The Adventures of Paddy the Beaver by Thornton W. Burgess
Chapter XXII: Paddy Finishes His Harvest.
"Sharp his tongue and sharp his eyes-- Sammy guards against surprise. If 'twere not for Sammy Jay I could do no work today."
When Sammy overheard Paddy the Beaver say that to Jerry Muskrat, it made him swell up all over with pure pride. You see, Sammy is so used to hearing bad things about himself that to hear something nice like that pleased him immensely. He straightway forgot all the mean things he had said to Paddy when he first saw him--how he had called him a thief because he had cut the aspen trees he needed. He forgot all this. He forgot how Paddy had made him the laughingstock of the Green Forest and the Green Meadows by cutting down the very tree in which he had been sitting. He forgot everything but that Paddy had trusted him to keep watch and now was saying nice things about him. He made up his mind that he would deserve all the nice things that Paddy could say, and he thought that Paddy was the finest fellow in the world.
Jerry Muskrat looked doubtful. He didn't trust Sammy, and he took care not to go far from the water when he heard that Old Man Coyote had been hanging around. But Paddy worked away just as if he hadn't a fear in the world.
"The way to make people want to be trusted is to trust them" said he to himself. "If I show Sammy Jay that I don't really trust him, he will think it is of no use to try and will give it up. But if I do trust him, and he knows that I do, he'll be the best watchman in the Green Forest."

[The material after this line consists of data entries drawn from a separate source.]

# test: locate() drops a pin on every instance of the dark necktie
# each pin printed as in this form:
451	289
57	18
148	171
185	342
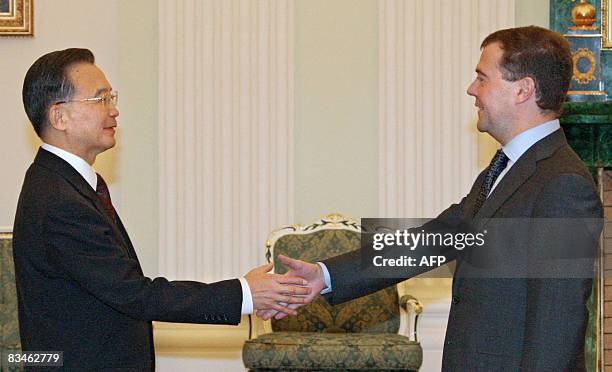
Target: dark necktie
499	162
104	195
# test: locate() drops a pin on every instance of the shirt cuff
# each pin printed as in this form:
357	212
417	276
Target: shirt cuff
326	277
247	298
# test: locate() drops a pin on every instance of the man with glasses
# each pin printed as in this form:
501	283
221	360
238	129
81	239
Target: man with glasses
80	287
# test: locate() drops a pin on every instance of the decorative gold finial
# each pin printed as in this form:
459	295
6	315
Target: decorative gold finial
583	16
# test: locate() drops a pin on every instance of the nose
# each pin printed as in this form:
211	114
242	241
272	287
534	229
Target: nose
113	111
471	91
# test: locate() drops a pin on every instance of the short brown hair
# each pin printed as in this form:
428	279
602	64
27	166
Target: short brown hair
541	54
46	82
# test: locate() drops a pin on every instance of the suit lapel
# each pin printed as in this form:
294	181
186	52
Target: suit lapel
58	165
520	172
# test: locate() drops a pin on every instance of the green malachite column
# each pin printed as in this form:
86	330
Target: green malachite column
588	128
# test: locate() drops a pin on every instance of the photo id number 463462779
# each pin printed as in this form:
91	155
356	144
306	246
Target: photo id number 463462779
33	359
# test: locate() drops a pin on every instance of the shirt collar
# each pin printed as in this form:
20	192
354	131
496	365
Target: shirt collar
80	165
523	142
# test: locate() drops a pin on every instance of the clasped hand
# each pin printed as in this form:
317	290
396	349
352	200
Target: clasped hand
311	276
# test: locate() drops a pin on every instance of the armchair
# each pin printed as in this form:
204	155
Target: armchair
368	333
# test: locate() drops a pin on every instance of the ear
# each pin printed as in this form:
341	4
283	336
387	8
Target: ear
525	89
57	117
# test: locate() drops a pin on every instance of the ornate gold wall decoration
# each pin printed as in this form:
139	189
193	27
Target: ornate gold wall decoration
584	77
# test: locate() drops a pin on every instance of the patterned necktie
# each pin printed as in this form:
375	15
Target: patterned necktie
499	162
104	195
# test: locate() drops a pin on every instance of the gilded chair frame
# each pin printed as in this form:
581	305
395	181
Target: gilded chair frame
410	307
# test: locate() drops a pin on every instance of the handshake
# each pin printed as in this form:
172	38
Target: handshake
277	295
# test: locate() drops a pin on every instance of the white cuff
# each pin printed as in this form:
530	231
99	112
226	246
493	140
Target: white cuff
247	298
326	277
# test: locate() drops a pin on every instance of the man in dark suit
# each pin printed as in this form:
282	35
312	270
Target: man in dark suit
80	287
520	320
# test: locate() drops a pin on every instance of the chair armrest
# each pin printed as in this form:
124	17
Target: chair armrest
258	327
410	309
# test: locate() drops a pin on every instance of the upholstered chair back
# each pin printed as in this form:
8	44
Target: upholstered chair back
376	313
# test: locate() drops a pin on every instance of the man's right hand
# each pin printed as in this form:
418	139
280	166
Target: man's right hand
274	292
316	283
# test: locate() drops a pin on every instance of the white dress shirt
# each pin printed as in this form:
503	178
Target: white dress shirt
88	173
513	150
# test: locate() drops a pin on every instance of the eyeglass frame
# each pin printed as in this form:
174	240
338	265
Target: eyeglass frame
111	98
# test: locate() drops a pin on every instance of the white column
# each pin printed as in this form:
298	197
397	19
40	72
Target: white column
226	133
429	146
430	151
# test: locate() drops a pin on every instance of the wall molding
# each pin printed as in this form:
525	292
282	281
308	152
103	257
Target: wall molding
226	118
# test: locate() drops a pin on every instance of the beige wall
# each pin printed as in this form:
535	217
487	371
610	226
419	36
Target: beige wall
138	166
336	102
532	12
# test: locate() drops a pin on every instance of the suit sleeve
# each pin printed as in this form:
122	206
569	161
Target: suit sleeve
556	313
346	285
86	249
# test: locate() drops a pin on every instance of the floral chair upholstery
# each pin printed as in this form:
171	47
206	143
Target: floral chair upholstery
357	335
9	324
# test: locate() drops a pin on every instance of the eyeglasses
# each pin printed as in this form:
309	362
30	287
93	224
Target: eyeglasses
111	98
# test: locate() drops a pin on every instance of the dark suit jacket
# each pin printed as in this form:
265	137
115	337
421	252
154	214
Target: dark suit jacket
80	287
509	324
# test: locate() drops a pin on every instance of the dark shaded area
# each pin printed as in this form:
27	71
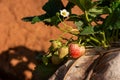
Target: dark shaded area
15	61
50	17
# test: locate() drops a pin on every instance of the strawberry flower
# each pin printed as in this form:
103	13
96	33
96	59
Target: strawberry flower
64	13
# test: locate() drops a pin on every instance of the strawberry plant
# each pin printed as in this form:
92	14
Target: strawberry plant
104	31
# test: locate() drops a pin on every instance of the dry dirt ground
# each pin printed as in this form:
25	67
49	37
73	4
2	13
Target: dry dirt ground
20	41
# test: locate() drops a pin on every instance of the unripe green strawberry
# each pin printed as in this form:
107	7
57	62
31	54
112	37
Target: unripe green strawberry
56	44
63	51
55	59
76	50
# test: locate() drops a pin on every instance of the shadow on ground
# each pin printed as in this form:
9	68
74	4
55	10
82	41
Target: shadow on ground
18	63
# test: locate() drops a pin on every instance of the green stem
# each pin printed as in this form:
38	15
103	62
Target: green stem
117	34
87	18
104	41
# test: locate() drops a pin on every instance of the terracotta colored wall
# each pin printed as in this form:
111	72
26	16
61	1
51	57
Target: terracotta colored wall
19	40
15	32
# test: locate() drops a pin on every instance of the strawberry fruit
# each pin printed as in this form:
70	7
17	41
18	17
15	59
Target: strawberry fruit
55	59
76	50
56	44
63	51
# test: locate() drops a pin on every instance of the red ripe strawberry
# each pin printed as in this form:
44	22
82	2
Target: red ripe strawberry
56	44
76	50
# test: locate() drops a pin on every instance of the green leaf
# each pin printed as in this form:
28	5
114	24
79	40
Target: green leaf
83	4
52	20
87	30
79	25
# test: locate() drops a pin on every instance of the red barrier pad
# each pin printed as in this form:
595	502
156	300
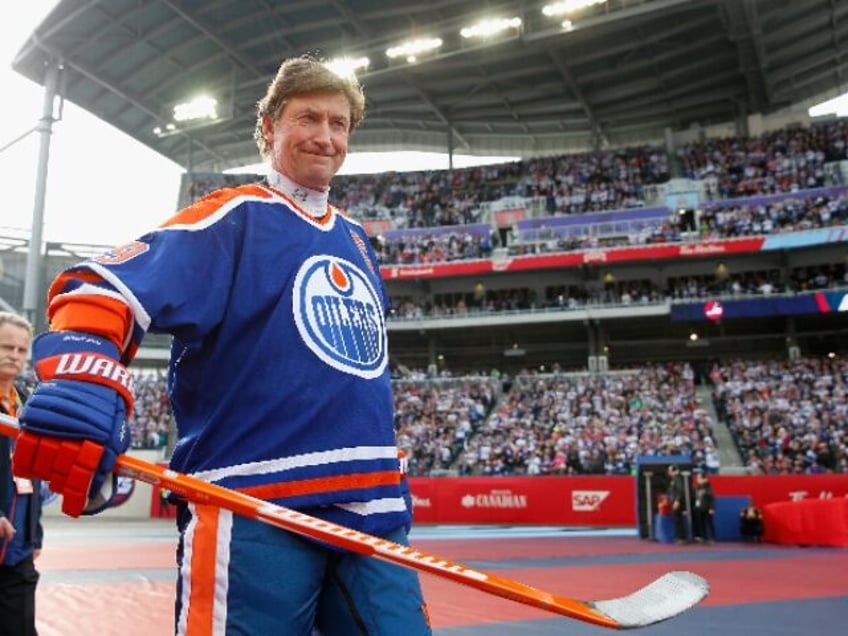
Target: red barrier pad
807	522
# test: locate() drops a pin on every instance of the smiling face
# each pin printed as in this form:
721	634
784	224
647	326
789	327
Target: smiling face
14	349
309	138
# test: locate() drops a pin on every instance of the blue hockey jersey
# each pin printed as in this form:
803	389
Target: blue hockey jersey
278	375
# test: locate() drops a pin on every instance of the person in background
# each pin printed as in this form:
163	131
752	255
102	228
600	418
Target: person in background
279	382
703	510
751	524
21	532
676	494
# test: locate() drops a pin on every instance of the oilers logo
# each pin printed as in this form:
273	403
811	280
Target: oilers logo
340	317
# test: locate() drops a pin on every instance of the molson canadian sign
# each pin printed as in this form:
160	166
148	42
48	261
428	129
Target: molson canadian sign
582	501
607	501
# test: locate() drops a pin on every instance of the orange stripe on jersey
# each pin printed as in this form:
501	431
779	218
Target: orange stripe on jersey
204	551
323	220
210	204
58	284
323	484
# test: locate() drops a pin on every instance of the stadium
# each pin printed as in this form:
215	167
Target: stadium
658	278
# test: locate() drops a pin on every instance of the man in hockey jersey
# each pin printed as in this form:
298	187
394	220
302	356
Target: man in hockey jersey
278	378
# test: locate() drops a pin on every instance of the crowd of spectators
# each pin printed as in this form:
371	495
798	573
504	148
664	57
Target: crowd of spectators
552	424
622	292
785	160
434	418
788	417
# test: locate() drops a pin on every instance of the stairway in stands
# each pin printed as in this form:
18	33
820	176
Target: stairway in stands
731	461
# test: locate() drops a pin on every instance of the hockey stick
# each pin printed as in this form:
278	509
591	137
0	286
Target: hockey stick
665	597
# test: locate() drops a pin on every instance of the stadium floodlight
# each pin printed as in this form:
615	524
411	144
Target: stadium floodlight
411	49
199	108
490	27
347	66
566	7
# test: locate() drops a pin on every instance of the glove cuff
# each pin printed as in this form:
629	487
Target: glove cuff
52	343
72	355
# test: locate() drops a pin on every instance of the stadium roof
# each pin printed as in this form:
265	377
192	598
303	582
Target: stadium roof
625	73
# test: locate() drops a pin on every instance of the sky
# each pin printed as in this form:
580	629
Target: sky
103	187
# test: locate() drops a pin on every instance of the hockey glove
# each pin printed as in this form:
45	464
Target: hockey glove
74	423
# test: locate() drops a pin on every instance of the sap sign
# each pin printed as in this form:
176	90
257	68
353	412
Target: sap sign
588	500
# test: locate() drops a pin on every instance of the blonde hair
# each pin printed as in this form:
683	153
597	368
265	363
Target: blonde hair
11	318
299	76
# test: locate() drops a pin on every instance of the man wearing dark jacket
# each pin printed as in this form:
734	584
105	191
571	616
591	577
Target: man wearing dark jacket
21	532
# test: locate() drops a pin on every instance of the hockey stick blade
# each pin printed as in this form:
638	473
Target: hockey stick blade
664	598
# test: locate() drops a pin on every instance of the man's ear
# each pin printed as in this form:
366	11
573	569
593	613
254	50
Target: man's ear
267	128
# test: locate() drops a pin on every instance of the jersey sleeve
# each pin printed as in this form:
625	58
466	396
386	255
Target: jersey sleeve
174	279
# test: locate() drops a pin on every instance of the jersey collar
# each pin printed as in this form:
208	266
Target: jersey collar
313	202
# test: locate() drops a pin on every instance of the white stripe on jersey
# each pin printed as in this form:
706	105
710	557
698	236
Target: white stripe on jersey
319	458
377	506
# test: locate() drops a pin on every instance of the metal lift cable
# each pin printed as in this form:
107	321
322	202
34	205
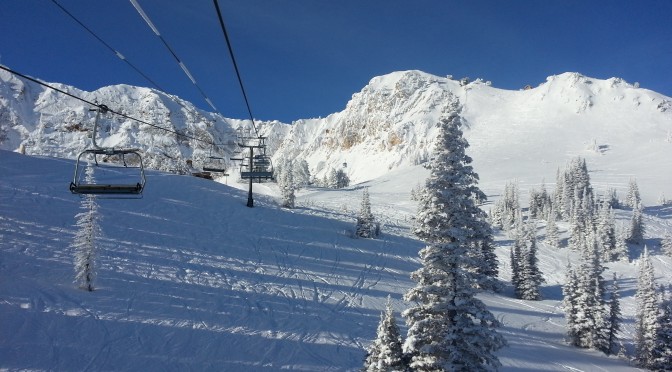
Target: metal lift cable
117	53
235	65
179	62
121	56
2	67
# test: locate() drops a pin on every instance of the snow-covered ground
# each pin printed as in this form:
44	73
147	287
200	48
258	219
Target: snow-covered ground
191	279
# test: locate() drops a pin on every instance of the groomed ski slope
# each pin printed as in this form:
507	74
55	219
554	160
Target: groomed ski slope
191	279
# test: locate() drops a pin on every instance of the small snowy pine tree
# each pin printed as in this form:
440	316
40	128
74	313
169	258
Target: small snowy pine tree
666	244
636	235
614	319
552	231
86	237
633	199
530	277
646	317
286	184
385	353
662	349
366	225
569	304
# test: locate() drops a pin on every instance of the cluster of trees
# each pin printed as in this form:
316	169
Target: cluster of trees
334	179
525	274
448	327
592	307
653	320
592	311
291	175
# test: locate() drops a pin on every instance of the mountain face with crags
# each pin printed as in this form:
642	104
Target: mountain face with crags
389	124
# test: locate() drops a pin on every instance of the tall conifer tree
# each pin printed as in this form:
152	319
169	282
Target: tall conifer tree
448	327
86	238
646	317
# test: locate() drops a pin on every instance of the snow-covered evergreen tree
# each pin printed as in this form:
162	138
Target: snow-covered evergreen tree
605	229
552	231
573	188
86	238
636	232
385	353
621	250
301	173
570	296
666	243
285	181
646	317
590	317
530	278
662	349
449	329
614	319
633	198
366	224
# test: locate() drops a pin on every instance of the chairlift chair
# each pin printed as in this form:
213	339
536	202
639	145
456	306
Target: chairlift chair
215	164
109	186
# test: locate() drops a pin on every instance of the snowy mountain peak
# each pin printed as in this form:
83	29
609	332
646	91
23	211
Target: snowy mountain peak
389	124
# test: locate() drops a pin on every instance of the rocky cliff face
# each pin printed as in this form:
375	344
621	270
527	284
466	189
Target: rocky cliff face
390	123
41	121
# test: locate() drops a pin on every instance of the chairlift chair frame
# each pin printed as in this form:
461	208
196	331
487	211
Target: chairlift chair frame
116	190
215	164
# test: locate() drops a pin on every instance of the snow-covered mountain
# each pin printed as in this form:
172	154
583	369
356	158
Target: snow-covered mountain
389	124
41	121
189	278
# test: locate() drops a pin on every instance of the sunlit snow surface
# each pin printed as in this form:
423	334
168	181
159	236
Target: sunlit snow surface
191	279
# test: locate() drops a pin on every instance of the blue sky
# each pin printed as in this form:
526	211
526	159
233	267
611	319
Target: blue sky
305	58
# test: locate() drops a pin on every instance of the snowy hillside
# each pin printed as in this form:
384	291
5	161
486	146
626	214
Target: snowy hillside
44	122
391	123
189	278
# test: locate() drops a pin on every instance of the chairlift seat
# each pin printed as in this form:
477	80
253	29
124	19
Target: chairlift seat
90	188
256	174
214	169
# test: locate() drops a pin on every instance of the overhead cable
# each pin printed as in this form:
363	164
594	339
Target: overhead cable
179	62
117	53
121	56
235	65
3	67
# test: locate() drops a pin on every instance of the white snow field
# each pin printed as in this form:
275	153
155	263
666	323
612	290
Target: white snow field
191	279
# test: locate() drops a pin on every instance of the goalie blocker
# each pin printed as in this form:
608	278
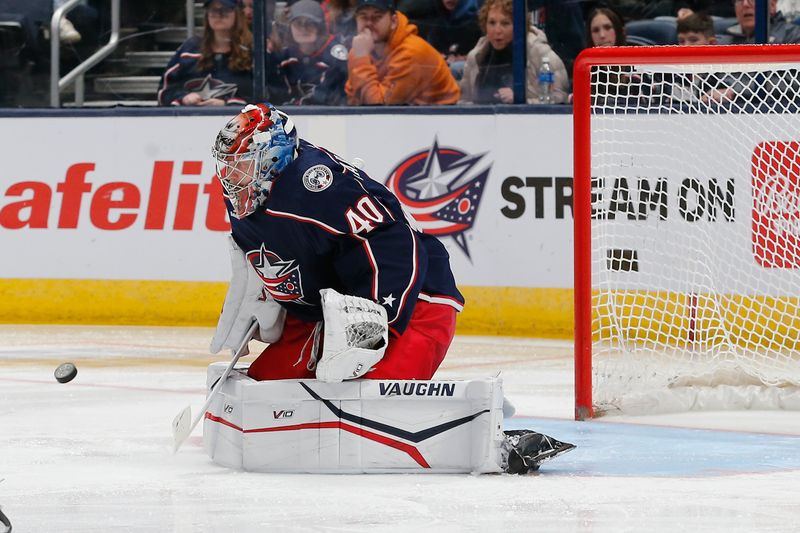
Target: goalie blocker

And this shows that Paddy the Beaver has a great deal of wisdom, for it was just as he thought. Sammy was on hand bright and early every morning. He made sure that Old Man Coyote was nowhere in the Green Forest, and then he settled himself comfortably in the top of a tall pine tree where he could see all that was going on while Paddy the Beaver worked.
Paddy had finished his canal, and a beautiful canal it was, leading straight from his pond up to the aspen trees. As soon as he had finished it, he began to cut the trees. As soon as one was down he would cut it into short lengths and roll them into the canal. Then he would float them out to his pond and over to his storehouse. He took the larger branches, on which there was sweet, tender bark, in the same way, for Paddy is never wasteful.
After a while he went over to his storehouse, which, you know, was nothing but a great pile of aspen logs and branches in his pond close by his house. He studied it very carefully. Then he swam back and climbed up on the bank of his canal.
"Mr. Jay," said he, "I think our work is about finished."
"What!" cried Sammy, "Aren't you going to cut the rest of those aspen trees?"
"No," replied Paddy. "Enough is always enough, and I've got enough to last me all winter. I want those trees for next year. Now I am fixed for the winter. I think I'll take it easy for a while."
Sammy looked disappointed. You see, he had just begun to learn that the greatest pleasure in the world comes from doing things for other people. For the first time since he could remember, someone wanted him around land it gave him such a good feeling down deep inside! Perhaps it was because he remembered that good feeling that the next spring he was so willing and anxious to help poor Mrs. Quack. What he did for her and all about her terrible adventures I will tell you in the next book.